Some women in this room have been overactive — drowning in service, with no contemplative foundation, exhausted and resentful. Some have been overcontemplative — protecting an interior life that has never quite turned into love of neighbor, mistaking introspection for prayer. Some have been neither — going through Catholic motions without either deep prayer or real charity. The Catholic call is the same in all three cases: to recover the balance St. Catherine had. To sit at Christ's feet long enough to know who you are. To stand up from His feet and give what you have received to whoever is in front of you. To keep doing this — back to His feet, back out into the world — until your body gives out.

St. Catherine died at thirty-three having lived this rhythm at its highest intensity. Most Catholic women in this room will live to seventy, eighty, ninety. The question is not the length of the rhythm. The question is the faithfulness of it.

Discussion Question 3: Every Catholic woman has been given specific gifts by the Holy Spirit for the common good — gifts that are particular to her, her vocation, and her moment in the Church. What are your gifts? Have you named them? Are you spending them — or hiding them, neglecting them, wasting them? What would change if you took seriously that the Holy Spirit gave you what you have, on purpose, for the common good?


This Week

Identify one of the works of mercy — corporal or spiritual — that the Holy Spirit is asking you to do this week, in a specific way, for a specific person. Then do it. It does not have to be grand. Drop off a meal. Write a letter. Visit a person you have been meaning to visit. Pray, by name, for someone you have stopped praying for. Forgive someone whose offense you have been carrying.

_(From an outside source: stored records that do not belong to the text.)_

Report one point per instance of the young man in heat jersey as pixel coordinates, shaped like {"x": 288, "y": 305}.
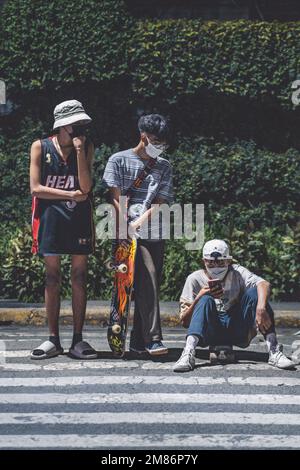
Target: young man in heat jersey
{"x": 62, "y": 219}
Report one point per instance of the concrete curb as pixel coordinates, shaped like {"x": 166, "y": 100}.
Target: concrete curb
{"x": 15, "y": 313}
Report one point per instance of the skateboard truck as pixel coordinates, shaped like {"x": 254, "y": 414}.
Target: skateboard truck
{"x": 221, "y": 354}
{"x": 121, "y": 268}
{"x": 116, "y": 329}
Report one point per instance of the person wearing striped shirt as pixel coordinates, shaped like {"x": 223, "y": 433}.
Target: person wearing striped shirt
{"x": 121, "y": 172}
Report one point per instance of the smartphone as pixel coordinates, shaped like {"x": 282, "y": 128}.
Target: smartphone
{"x": 215, "y": 283}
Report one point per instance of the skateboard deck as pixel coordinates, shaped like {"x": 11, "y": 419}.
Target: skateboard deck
{"x": 123, "y": 267}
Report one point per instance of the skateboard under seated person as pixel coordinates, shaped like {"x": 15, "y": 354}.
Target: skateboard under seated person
{"x": 223, "y": 305}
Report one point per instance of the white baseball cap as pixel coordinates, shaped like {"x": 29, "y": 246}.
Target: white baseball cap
{"x": 216, "y": 249}
{"x": 69, "y": 112}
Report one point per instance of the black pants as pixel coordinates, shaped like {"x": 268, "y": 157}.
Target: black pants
{"x": 147, "y": 279}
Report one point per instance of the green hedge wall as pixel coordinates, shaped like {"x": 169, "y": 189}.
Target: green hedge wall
{"x": 226, "y": 87}
{"x": 224, "y": 79}
{"x": 251, "y": 198}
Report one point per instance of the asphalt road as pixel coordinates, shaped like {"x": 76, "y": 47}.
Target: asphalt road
{"x": 139, "y": 402}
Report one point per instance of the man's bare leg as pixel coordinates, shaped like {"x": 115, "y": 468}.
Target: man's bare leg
{"x": 52, "y": 292}
{"x": 52, "y": 302}
{"x": 79, "y": 278}
{"x": 80, "y": 349}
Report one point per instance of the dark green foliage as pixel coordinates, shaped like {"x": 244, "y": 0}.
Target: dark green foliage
{"x": 228, "y": 82}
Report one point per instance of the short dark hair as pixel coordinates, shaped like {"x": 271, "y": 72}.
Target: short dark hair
{"x": 155, "y": 124}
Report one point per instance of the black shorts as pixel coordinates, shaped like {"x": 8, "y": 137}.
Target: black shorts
{"x": 63, "y": 227}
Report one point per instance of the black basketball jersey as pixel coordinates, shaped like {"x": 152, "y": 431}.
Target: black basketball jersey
{"x": 61, "y": 226}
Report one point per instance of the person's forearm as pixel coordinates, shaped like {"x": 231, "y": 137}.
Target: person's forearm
{"x": 43, "y": 192}
{"x": 147, "y": 214}
{"x": 84, "y": 174}
{"x": 263, "y": 293}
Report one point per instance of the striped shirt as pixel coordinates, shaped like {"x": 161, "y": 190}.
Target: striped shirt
{"x": 121, "y": 171}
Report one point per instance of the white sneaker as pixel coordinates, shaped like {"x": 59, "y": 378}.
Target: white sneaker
{"x": 186, "y": 362}
{"x": 278, "y": 359}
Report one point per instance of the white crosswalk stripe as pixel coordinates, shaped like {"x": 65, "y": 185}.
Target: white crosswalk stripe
{"x": 151, "y": 418}
{"x": 66, "y": 398}
{"x": 119, "y": 404}
{"x": 146, "y": 380}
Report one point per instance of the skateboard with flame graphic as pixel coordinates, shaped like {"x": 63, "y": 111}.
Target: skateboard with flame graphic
{"x": 123, "y": 267}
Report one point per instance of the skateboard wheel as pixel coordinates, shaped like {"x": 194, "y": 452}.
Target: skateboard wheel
{"x": 116, "y": 329}
{"x": 122, "y": 268}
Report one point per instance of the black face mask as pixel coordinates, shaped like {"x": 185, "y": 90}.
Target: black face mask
{"x": 78, "y": 131}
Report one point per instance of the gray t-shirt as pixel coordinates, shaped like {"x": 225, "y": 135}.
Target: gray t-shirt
{"x": 122, "y": 170}
{"x": 235, "y": 284}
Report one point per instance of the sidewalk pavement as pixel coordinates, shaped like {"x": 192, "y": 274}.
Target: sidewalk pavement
{"x": 287, "y": 314}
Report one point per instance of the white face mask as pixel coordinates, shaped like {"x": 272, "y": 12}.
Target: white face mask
{"x": 217, "y": 273}
{"x": 154, "y": 151}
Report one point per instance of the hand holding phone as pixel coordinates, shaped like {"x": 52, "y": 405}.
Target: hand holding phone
{"x": 216, "y": 288}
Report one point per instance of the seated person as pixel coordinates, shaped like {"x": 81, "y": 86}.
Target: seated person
{"x": 228, "y": 312}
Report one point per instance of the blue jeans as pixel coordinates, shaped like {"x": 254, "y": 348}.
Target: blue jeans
{"x": 235, "y": 327}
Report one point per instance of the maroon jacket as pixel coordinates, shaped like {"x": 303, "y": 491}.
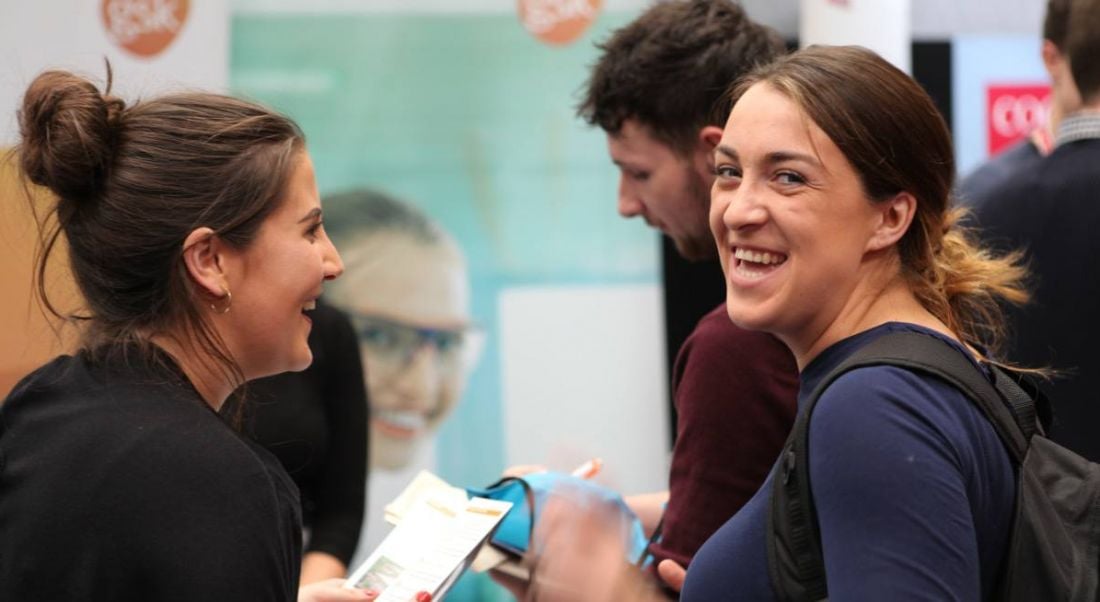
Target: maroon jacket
{"x": 735, "y": 393}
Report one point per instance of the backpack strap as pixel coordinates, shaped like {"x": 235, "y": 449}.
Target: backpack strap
{"x": 794, "y": 556}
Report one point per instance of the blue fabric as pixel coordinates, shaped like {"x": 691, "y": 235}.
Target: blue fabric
{"x": 514, "y": 532}
{"x": 914, "y": 492}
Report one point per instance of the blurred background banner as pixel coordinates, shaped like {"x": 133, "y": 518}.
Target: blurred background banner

Then, separately, identify one of your gifts — one specific thing the Holy Spirit has given you that you could spend more deliberately for the Church and the world. Write it down. Ask Him this week to show you how He wants you to spend it in the year ahead.

St. Catherine spent thirty-three years pouring out everything she had been given. You may have more years than she did. Begin now to spend yours.


Closing Prayer

Gather prayer requests and close out.